The pose goes back at least 2,000 years in Indian art, and has been highly characteristic for much of this period, "found repeated over and over again in countless examples of Indian sculpture and painting". Indian religions carried it to East and South-East Asia. Like the equivalent contrapposto and "S Curve" poses in Western art, it suggests movement in figures and gives "rhythmic fluidity and ... youthful energy".

The word derives from Sanskrit, where bhanga (or bhangha) is the word for an attitude or position, with tri meaning "triple", making "triple-bend position". Other poses described in old texts on dance were samabhanga for the "figure in equipoise", whether standing, sitting or reclining, and abhanga for a slight bend in one leg giving a smaller curve to the figure. Other more complex positions in dance are atibhanga; the famous Shiva Nataraja figures are examples of this.

==History==
The history of the stance is often said to reach back to the famous Dancing Girl from Mohenjo-Daro, of about c. 2300–1750 BCE, although this does not exactly show the usual later form. It may well derive from dance before art, but the remaining record in early art is more clear. The earliest versions are nearly all in female figures, but it gradually spread to males. Versions of the stance can be seen in (Buddhist) yakshi at Bharhut, c. 100 BCE, and the classical form of the stance at Sanchi, around 10 CE, and the Bhutesvara Yakshis (2nd century CE).

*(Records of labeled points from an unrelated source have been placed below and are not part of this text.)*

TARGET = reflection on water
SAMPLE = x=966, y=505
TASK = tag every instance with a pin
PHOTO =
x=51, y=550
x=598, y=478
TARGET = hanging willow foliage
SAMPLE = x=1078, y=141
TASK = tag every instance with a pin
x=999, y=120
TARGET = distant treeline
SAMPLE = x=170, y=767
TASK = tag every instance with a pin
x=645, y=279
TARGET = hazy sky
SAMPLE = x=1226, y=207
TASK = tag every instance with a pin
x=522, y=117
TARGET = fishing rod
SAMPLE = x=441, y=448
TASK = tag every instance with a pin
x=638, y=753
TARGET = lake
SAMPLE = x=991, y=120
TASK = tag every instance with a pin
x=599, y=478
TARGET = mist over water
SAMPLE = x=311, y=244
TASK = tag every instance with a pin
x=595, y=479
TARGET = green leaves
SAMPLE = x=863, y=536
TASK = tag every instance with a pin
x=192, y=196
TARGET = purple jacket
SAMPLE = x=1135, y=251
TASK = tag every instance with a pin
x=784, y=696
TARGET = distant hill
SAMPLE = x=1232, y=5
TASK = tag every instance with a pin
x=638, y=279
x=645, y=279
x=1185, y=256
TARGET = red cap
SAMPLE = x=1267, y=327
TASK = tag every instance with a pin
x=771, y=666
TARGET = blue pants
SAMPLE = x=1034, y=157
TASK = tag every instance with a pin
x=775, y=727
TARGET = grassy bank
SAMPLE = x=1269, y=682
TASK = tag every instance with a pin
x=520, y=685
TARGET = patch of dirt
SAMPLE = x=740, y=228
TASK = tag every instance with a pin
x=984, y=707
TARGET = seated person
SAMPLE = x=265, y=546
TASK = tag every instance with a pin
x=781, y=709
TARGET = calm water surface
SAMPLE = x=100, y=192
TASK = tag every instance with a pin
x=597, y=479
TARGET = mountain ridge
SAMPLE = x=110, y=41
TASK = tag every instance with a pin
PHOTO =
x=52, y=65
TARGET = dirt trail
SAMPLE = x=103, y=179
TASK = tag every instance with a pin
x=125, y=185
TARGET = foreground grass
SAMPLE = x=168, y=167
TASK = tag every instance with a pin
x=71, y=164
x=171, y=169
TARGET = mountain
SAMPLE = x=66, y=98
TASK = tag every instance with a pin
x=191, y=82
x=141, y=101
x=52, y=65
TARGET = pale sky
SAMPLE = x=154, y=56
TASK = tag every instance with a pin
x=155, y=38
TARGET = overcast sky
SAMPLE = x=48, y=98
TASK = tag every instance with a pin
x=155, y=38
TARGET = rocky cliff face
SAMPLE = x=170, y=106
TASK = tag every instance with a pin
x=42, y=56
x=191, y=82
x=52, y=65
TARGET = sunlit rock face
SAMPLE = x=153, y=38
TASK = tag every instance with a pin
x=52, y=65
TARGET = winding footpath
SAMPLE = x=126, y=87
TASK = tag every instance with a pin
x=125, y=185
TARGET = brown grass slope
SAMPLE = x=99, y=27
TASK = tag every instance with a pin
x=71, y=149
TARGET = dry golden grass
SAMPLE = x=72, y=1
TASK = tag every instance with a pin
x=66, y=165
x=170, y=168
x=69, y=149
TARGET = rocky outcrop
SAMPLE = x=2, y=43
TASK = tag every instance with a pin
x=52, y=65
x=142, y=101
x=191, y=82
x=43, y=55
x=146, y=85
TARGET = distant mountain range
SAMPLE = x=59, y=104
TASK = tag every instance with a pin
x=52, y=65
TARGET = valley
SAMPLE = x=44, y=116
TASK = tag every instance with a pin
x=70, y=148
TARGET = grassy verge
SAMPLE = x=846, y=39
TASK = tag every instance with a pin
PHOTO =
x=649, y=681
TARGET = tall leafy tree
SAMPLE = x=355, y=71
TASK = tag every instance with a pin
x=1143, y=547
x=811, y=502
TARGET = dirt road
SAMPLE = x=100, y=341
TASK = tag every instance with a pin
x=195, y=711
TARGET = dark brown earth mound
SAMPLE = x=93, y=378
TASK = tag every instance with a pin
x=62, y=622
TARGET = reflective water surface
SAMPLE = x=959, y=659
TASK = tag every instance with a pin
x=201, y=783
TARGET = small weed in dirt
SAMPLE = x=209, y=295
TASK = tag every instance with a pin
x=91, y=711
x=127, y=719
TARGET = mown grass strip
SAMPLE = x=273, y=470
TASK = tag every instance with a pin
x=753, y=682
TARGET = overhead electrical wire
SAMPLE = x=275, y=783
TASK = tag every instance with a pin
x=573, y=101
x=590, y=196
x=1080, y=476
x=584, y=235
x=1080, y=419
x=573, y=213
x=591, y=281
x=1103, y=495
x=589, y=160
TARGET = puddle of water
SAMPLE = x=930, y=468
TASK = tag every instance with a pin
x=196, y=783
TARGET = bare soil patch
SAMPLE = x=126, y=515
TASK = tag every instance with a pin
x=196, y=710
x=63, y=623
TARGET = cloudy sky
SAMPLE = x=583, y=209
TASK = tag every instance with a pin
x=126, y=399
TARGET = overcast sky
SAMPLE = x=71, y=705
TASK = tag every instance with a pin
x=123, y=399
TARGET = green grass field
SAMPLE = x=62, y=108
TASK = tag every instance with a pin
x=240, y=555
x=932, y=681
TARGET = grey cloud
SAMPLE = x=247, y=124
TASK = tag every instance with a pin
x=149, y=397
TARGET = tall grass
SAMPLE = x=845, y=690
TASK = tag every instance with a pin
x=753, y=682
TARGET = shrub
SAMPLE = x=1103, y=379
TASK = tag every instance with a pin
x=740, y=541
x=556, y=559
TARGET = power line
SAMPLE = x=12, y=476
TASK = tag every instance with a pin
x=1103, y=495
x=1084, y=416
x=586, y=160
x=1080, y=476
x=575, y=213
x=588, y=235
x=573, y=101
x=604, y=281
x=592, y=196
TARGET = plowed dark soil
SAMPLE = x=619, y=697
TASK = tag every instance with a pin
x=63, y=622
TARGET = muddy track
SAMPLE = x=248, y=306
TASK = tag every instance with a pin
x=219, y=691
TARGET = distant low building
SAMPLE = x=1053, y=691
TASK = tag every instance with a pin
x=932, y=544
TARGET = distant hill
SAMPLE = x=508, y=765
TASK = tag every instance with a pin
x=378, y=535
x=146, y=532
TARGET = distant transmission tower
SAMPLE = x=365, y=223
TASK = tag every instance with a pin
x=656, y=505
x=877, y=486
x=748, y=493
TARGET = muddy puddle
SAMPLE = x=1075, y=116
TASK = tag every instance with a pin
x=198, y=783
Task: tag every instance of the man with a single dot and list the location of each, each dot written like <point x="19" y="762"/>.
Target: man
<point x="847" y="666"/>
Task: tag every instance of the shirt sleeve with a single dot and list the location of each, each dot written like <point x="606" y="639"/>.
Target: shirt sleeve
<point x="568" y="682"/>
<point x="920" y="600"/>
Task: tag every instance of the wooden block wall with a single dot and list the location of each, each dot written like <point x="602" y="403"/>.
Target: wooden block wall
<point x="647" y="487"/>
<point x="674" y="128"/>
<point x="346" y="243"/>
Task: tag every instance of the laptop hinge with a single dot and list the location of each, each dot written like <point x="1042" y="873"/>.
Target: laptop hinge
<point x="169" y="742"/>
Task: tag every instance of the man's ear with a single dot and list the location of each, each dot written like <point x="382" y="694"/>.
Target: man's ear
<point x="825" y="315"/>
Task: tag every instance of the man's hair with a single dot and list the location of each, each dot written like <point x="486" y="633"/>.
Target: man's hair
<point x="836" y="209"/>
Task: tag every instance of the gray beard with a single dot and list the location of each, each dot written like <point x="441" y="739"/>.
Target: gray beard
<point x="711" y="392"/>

The pose is used on many coins of the Gupta Empire (c. 319 to 543 CE), by both the kings on the obverse and the deities on the reverse, and in Gupta sculpture. During this period it became very common in both Buddhist and Hindu art (as well as Jain art). The most famous ancient Indian painting, the large figure of Padmapani in Cave 1 at the Ajanta Caves (c. 478) has the pose, which remains common in bodhisattva figures.

The style of the stance changes somewhat over the centuries, and between different regions inside and outside India, as it was carried abroad, mainly to the east and south-east, in the art of both major religions. To simplify considerably, the earlier depictions in Gupta art and Post-Gupta art show major figures in mildly-bent stances, with more pronounced poses in minor figures and especially female ones such as apsaras and yakshini.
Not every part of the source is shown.